28/05/2011

Non basta una marcia per essere il "cuore della società"

Prima ancora di essere effettuata, l'Assemblea di Unindustria di Treviso ha avuto un indubbio successo. Più per la programmata manifestazione di protesta, che per l'andamento dei lavori, caratterizzati per lo più dalla riaffermazione dell'orgoglio industriale.

Qualcuno ha accostato questa protesta a quella che in passato aveva visto protagonista la stessa Unindustria trevigiana, guidata allora da Nicola Tognana. In realtà la cifra politica delle due iniziative è profondamente diversa.

Allora Tognana rappresentava una base di imprenditori medio/piccoli che non trovava udienza nei piani alti di Confindustria nazionale. Non a caso Tognana diventò poi vicepresidente nazionale dell'Associazione.

Ora Vardanega non ha bisogno di spazio politico dentro Confindustria, essendo uno dei primi e più autorevoli sostenitori della Marcegaglia.

Quale dunque il senso politico di una protesta, che tale è stata, al di là delle precisazioni formali?
In realtà è in gioco il rapporto tra Confindustria e Governo (non ‘questo Governo'), un rapporto che storicamente è stato sempre di grande collaborazione.

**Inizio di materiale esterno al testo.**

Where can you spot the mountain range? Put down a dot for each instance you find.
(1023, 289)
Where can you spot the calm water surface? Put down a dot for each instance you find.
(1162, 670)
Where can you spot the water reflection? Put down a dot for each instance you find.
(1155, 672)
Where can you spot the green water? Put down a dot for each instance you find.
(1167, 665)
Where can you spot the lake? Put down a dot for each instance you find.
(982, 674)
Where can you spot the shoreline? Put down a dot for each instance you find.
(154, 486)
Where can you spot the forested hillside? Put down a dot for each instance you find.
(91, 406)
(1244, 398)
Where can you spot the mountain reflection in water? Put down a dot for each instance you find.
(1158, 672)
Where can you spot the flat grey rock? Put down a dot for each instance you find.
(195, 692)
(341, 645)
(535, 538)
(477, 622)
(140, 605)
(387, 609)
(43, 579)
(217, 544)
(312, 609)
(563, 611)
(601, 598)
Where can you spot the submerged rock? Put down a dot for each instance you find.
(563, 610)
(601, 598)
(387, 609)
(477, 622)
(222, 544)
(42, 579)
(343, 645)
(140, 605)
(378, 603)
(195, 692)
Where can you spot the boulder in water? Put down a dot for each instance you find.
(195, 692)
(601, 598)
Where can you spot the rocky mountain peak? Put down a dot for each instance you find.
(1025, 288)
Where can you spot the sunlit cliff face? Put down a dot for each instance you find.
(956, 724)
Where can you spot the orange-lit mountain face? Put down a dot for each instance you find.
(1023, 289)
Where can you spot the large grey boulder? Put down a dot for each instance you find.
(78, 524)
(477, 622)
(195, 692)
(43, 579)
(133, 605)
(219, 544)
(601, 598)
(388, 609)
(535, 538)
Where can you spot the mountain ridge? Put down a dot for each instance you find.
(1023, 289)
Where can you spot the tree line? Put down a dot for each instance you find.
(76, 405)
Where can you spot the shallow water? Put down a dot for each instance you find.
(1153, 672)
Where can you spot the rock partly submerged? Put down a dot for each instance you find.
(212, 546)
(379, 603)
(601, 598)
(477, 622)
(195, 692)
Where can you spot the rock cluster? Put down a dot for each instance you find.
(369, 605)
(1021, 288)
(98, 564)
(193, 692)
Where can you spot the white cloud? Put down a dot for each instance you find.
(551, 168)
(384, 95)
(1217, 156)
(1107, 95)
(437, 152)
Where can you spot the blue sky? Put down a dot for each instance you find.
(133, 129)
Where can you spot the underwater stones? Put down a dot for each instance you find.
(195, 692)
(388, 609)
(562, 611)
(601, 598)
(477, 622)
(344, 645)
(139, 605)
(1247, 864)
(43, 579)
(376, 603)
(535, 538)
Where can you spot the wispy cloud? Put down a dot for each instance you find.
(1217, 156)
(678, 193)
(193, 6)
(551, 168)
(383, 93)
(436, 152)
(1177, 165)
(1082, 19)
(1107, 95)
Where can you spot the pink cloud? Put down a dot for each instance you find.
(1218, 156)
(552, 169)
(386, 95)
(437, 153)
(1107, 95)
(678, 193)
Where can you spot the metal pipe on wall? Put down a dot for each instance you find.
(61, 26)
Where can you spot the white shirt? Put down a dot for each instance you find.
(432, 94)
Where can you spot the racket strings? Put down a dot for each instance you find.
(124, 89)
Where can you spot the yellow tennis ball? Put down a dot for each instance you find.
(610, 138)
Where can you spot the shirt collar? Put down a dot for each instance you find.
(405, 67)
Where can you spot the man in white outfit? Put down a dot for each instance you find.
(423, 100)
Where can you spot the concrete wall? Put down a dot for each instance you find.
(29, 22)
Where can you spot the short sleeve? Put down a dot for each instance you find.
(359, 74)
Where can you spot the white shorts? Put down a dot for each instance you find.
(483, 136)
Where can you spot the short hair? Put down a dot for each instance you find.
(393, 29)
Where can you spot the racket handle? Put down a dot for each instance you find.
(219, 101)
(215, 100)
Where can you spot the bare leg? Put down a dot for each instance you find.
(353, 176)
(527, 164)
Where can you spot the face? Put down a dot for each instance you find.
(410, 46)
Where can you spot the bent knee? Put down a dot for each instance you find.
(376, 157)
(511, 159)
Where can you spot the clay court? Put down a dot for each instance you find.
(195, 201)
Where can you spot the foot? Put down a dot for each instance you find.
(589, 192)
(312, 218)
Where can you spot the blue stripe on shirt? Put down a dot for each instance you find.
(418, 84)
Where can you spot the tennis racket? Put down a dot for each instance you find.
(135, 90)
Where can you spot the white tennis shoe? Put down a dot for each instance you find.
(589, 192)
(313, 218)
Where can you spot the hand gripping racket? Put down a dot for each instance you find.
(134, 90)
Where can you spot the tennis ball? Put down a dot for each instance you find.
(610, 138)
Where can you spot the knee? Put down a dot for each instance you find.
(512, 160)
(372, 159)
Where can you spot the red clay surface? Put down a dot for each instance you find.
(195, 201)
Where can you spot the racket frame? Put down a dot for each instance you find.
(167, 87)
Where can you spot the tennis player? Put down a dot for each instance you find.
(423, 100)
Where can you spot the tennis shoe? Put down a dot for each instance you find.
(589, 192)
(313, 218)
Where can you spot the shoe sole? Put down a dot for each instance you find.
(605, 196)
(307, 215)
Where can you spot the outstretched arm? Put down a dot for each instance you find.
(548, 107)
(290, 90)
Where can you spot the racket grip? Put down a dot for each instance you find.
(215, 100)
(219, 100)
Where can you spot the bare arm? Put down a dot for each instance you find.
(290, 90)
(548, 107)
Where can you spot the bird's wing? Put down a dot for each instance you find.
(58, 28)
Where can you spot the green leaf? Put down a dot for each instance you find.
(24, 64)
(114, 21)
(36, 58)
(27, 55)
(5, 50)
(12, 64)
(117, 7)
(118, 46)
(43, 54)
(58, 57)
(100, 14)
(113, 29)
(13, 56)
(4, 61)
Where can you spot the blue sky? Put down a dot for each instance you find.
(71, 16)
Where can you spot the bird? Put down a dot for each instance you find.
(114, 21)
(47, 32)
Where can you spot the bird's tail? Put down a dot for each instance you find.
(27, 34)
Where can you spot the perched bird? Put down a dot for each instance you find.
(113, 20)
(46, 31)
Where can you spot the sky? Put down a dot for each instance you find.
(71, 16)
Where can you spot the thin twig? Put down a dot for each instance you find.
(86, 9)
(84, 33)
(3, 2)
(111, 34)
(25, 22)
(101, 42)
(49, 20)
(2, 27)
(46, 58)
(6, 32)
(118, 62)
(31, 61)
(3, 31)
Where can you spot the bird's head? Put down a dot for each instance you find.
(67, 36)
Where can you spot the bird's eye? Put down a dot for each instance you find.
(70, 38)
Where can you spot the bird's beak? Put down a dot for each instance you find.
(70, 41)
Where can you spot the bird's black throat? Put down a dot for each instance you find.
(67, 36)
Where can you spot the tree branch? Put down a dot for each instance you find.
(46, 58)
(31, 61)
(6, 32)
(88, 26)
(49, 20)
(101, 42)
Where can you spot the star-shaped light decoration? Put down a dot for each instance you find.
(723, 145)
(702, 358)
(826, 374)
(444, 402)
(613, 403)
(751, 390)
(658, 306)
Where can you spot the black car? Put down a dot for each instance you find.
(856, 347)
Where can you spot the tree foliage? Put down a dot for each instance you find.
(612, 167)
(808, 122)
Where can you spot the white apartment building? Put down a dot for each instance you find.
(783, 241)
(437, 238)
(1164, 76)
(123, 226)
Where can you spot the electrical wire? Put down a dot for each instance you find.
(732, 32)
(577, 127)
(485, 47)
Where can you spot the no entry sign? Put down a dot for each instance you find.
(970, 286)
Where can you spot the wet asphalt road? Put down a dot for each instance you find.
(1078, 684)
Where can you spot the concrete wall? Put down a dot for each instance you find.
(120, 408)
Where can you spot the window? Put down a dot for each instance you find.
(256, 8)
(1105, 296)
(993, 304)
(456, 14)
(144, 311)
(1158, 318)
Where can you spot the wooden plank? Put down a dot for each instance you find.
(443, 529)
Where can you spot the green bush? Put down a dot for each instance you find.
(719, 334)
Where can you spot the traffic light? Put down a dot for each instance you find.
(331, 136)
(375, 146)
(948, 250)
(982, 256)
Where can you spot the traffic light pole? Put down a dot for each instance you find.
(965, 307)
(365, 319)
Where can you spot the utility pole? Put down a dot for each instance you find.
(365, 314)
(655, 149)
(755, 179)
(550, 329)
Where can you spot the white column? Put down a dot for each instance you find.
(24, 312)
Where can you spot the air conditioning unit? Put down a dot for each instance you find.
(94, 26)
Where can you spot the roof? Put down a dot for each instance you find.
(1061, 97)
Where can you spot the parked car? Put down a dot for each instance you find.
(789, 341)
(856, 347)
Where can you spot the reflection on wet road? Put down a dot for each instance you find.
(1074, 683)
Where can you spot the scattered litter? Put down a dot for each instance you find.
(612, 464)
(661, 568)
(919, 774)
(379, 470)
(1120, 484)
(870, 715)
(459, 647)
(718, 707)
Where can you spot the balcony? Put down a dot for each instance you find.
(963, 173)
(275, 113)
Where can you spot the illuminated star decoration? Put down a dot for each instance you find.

La lobby imprenditoriale, infatti, ha sempre saputo far valere molto bene i propri interessi nei confronti di qualsiasi Governo.

Cos'è successo allora di così importante da determinare un atteggiamento così clamoroso?
La prima ipotesi - la meno convincente - è che Confindustria conti meno nei confronti della politica e del Governo. La Confindustria continua a contare, eccome se conta!

La seconda ipotesi - vera ma non decisiva - è che la crisi mondiale non consenta al Governo molti margini di manovra. I margini ci sono ma, come vedremo, non sono di facile realizzazione.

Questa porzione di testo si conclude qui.